Nous sommes entrés dans la seconde moitié du Carême, et le temps de la Passion approche à grands pas. Les compositeurs ont toujours été inspirés par les dernières heures du Christ, laissant aux mélomanes des œuvres parmi les plus belles du répertoire. On pense d’emblée, bien sûr, à la tradition luthérienne des Passions en musique, qui a atteint son paroxysme avec Bach. Dans le monde catholique, le Stabat mater, décrivant les souffrances de Marie au pied de la croix, a été traité par de nombreux compositeurs, tels que Vivaldi, Pergolesi ou encore Poulenc.

Le Credo comporte lui aussi une claire référence à la Passion en ces termes: «Crucifixus etiam pro nobis sub Pontio Pilato, passus et sepultus est.» («Crucifié pour nous sous Ponce Pilate, il souffrit sa passion et fut mis au tombeau.») Le Crucifixus est souvent associé à la figure du compositeur vénitien Antonio Lotti (1666-1740), qui en a laissé plusieurs mises en musique, toujours avec un simple accompagnement de basse continue, souvent chantées aujourd’hui a capella. Le plus célèbre d’entre eux, le Crucifixus à huit voix en do mineur, est extrait du Credo en fa majeur, mais sa renommée a éclipsé les autres numéros de l’œuvre, qui requièrent quant à eux un accompagnement orchestral.

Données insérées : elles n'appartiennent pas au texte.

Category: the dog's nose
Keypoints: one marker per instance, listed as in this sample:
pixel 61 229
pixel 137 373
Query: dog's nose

L’une des caractéristiques de la musique de Lotti est un usage abondant de la dissonance et du retard, souvent pour dépeindre la tristesse ou la douleur, comme c’est le cas, par exemple, dans son célèbre Miserere en ré mineur. Le principe est simple: alors qu’une voix tient une note, une seconde voix, par mouvement, vient provoquer une dissonance de seconde, quarte, septième ou neuvième, qui doit être résolue par un mouvement de la première voix. On parle de retard, car c’est le fait d’être resté plus longtemps sur la note qui provoque la dissonance. Ce procédé apporte à la musique une dimension expressive saisissante.

C’est par un tel jeu de retards que débute le Crucifixus de Lotti. Les huit voix entrent l’une après l’autre sur le premier mot, de la voix la plus grave à la plus aigüe. L’arrivée sur la troisième syllabe du mot, «fi», est à chaque fois l’occasion d’une dissonance. La progressive entrée des voix en direction de l’aigu induit une augmentation de la tension. Cette première partie, de onze mesures, est suivie d’une section un peu plus vive, où le texte «Crucifixus etiam pro nobis» est scandé sur des croches, qui peuvent évoquer l’aspect inexorable du drame dont on parle. La troisième section de l’œuvre, qui en occupe la seconde moitié, fait appel à deux motifs musicaux, qui ont chacun leur texte. Le premier reprend les paroles «sub Pontio Pilato» alors que le second traite le «passus». Les deux thèmes, dont le second est syncopé et en valeurs longues, ont cela en commun d’être des catabases, des motifs descendants exprimant en général dans l’histoire de la musique des sentiments de tristesse ou d’humilité. (Cf. Clerc, p. 55) Dans le cas présent, on peut également imaginer une évocation de la mise au tombeau et de la descente aux enfers. Cependant, durant une dizaine de mesures, ces motifs, qui se combinent l’un à l’autre, sont chantés de plus en plus haut. Les thèmes descendent, mais la tension générale de la musique augmente en prenant de la hauteur, jusqu’à une apothéose à la vingt-huitième mesure, où la musique est si belle que l’on ne sait plus si elle dépeint la souffrance ou l’extase. A partir de là, toute la tension diminue, jusqu’à finir, sur «et sepultus est», dans une simplicité presque dénudée, comme si la Passion avait laissé place au vide qui prépare à Pâques.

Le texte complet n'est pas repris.